Pas de changement en 2018. Résultat, l'an prochain il y a aura, nous dit-on, seulement des expérimentations à blanc dans certaines entreprises, sur certains territoires. Ce qui devrait permettre à Emmanuel Macron de se faire une idée définitive et de lancer ou pas ensuite le prélèvement à la source. Au printemps 2018, les contribuables payeront donc leur impôt sur le revenu de la même façon que cette année, en déclarant leurs revenus de 2017.
Un "gaspillage d'argent". Le report d'un an - ou plus - implique cependant plus qu'un changement de calendrier. La préparation de la réforme a déjà coûté 50 millions d'euros, notamment pour préparer les nouveaux logiciels et lancer la campagne d'information (deux millions d'euros à elle seule selon nos informations). Ce qui fait dire à un Christian Eckert particulièrement amer que la décision d'Emmanuel Macron est un "gaspillage d'argent" public.

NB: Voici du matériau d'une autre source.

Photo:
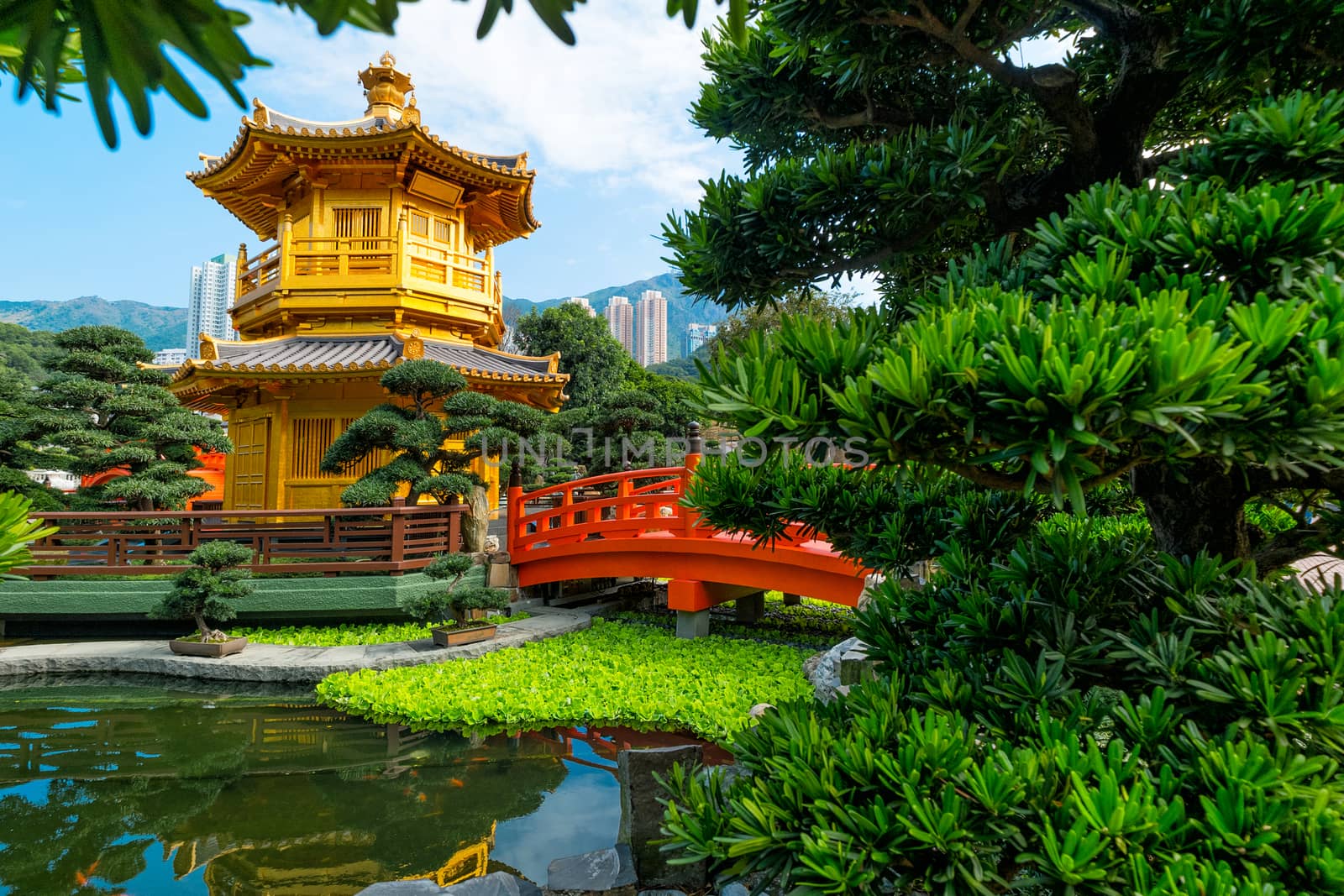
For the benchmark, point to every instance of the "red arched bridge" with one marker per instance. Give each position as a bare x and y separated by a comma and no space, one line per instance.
633,524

Depuis plusieurs mois, à Bercy, une cellule de plusieurs personnes planche exclusivement sur l'application du prélèvement à la source. "Ce serait dommage de gaspiller cette énergie", a déploré l'actuel secrétaire d'État au Budget, invité d'Europe Midi mercredi. La phase de test qui devait être lancée cet été en s'appuyant sur un échantillon d'entreprises sera également annulée, alors même que les sociétés concernées s'étaient activement préparées.
Par ailleurs, il va falloir changer la loi. Aujourd'hui, c'est très clairement écrit : le prélèvement à la source doit entrer en vigueur au 1er janvier 2018. Pour acter le report d'un an, il suffit de l'intégrer à la future loi de finance qui établira le budget de 2018. Puis, en fonction des résultats de l'expérimentation, il faudra alors rétablir ou non le changement de système dans la loi de finances 2019.